Так; Академию кончил, стипендиатство кончил, книги забрал, с Осиповым простился, с Ленинградом тоже. Оказался в Рязани. Там я написал эту свою вещь, за которую потом меня тоже честили в антирелигиозной литературе не раз, по крайней мере, о книге Гальбиатти и Пьяцца “Трудные страницы Библии”. Еще что-то такое сделал. Иподиаконствовал. Надо было вовремя поспеть. В одну из первых служб уже стояли шпалерами верующие, иподиаконы, ждали епископа. Но я никак не мог понять, зачем за пятнадцать минут раньше вставать. Я, конечно, пришел в самый раз, уже все стояли, облачился в стихарь, вышел, и тут меня довольно громко отец Виктор Шаповаленков отчитал: “Молодой человек, вы должны приходить вовремя!”. Он был ключарем в Рязанском соборе. Жена его была регентом. Он был строг, но может быть и справедлив был. Во всяком случае, большой душевности у нас не было. Потом он в Подмосковье служил, в Удельной, близко от Быково.
Служил, ездил там в два-три каких-то места, куда архиерей ездил, в глубинку. Все очень мило, но, конечно, далеко от Москвы, двести километров как-никак. Потом решили, что так долго продолжаться не может. Посмотрели по карте с Павлом. Выбрали, что самое ближайшее место за пределами Москвы, по связи удобное — Малоярославец, не так уж далеко. Поехали туда. Он нашел себе квартиру, я нашел себе квартиру. И какое-то время там я жил. В гости друг к другу редко ходили, заняты были. Но создался такой модуль — день на работе, день дома. Раза три в неделю приезжать можно было — это ничего. Это было не так утомительно.

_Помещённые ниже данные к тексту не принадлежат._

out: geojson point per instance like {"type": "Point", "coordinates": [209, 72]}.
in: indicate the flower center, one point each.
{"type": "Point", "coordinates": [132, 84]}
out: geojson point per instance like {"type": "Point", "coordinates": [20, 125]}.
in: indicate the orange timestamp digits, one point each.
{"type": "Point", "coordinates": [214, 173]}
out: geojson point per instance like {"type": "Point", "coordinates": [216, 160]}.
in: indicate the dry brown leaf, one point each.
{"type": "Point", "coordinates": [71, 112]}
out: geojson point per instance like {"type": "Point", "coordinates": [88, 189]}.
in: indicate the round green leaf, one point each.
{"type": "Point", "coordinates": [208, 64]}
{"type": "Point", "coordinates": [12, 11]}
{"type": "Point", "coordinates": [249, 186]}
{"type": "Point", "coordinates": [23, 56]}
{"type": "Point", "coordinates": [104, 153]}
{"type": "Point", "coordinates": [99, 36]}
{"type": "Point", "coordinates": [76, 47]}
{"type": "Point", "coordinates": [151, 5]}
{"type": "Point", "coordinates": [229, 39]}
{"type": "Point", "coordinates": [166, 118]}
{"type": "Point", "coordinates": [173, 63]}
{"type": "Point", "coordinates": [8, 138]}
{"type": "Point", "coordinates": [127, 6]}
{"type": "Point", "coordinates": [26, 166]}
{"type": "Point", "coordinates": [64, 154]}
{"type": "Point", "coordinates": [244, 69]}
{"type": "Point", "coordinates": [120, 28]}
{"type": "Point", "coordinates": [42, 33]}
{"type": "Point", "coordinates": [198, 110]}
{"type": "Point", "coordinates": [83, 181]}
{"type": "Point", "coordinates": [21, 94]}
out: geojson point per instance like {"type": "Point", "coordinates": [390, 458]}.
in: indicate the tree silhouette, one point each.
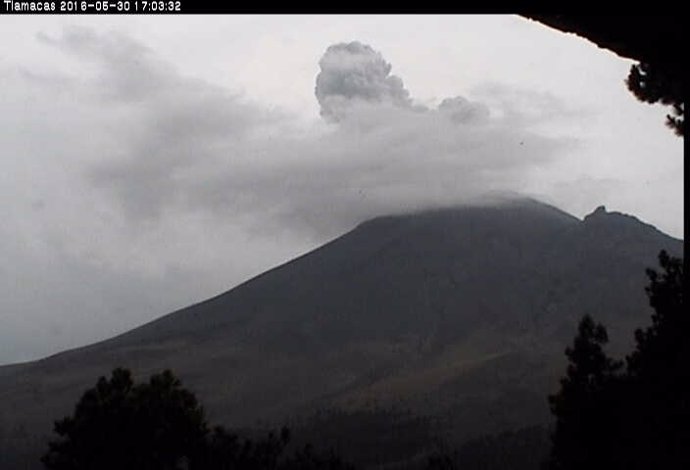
{"type": "Point", "coordinates": [657, 383]}
{"type": "Point", "coordinates": [116, 425]}
{"type": "Point", "coordinates": [654, 42]}
{"type": "Point", "coordinates": [160, 425]}
{"type": "Point", "coordinates": [581, 405]}
{"type": "Point", "coordinates": [636, 419]}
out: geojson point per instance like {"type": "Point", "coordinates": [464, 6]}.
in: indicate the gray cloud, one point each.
{"type": "Point", "coordinates": [194, 147]}
{"type": "Point", "coordinates": [150, 186]}
{"type": "Point", "coordinates": [356, 72]}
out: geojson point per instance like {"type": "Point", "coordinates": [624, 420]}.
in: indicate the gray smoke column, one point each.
{"type": "Point", "coordinates": [354, 72]}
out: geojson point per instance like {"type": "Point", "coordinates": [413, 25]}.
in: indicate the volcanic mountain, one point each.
{"type": "Point", "coordinates": [460, 312]}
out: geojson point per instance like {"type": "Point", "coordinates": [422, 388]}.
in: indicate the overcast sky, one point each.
{"type": "Point", "coordinates": [151, 162]}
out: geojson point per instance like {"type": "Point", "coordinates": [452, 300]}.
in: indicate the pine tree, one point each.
{"type": "Point", "coordinates": [583, 418]}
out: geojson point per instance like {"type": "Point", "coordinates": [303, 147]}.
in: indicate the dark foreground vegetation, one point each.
{"type": "Point", "coordinates": [613, 414]}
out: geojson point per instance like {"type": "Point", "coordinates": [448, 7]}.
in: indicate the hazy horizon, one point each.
{"type": "Point", "coordinates": [152, 162]}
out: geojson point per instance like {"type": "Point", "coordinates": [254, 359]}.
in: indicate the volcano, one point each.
{"type": "Point", "coordinates": [461, 312]}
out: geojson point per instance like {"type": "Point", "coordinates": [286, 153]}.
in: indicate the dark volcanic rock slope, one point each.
{"type": "Point", "coordinates": [462, 311]}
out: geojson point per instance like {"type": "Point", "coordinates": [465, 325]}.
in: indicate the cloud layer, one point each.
{"type": "Point", "coordinates": [128, 180]}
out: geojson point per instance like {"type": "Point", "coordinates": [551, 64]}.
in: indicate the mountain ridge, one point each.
{"type": "Point", "coordinates": [463, 311]}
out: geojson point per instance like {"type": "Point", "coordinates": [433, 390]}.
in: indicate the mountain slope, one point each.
{"type": "Point", "coordinates": [461, 312]}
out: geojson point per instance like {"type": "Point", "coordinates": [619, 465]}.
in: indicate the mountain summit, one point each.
{"type": "Point", "coordinates": [460, 312]}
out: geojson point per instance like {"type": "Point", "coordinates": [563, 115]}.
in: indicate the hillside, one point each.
{"type": "Point", "coordinates": [462, 313]}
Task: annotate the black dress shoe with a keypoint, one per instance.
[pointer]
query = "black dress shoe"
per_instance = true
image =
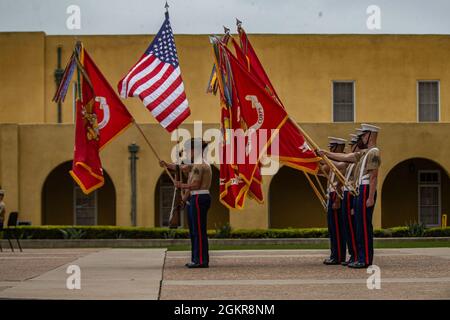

Ну, а потом… Потом продолжались всякие визиты непонятных людей. Приходил какой-то тип малоприятный, почему-то он выходил на кухню; это было в первый раз и во второй раз. Потом вызывали меня в какую-то комнату милиции, другой уже человек меня там обрабатывал. Но как-то мы опять не находили общего языка. Через несколько дней ночью я писал статью о Чехословацкой Церкви, о миротворчестве, что-то довольно поздно было, после полуночи, и в маленькие окошки домика, которые выходили на улицу, кто-то начал камни бросать, крепко бросал, долго, пока не разбил оба стекла в двух рамах и еще что-то такое. Но потом это прекратилось. Я понял, что это имеет связь “мистическую”: плата за несговорчивость.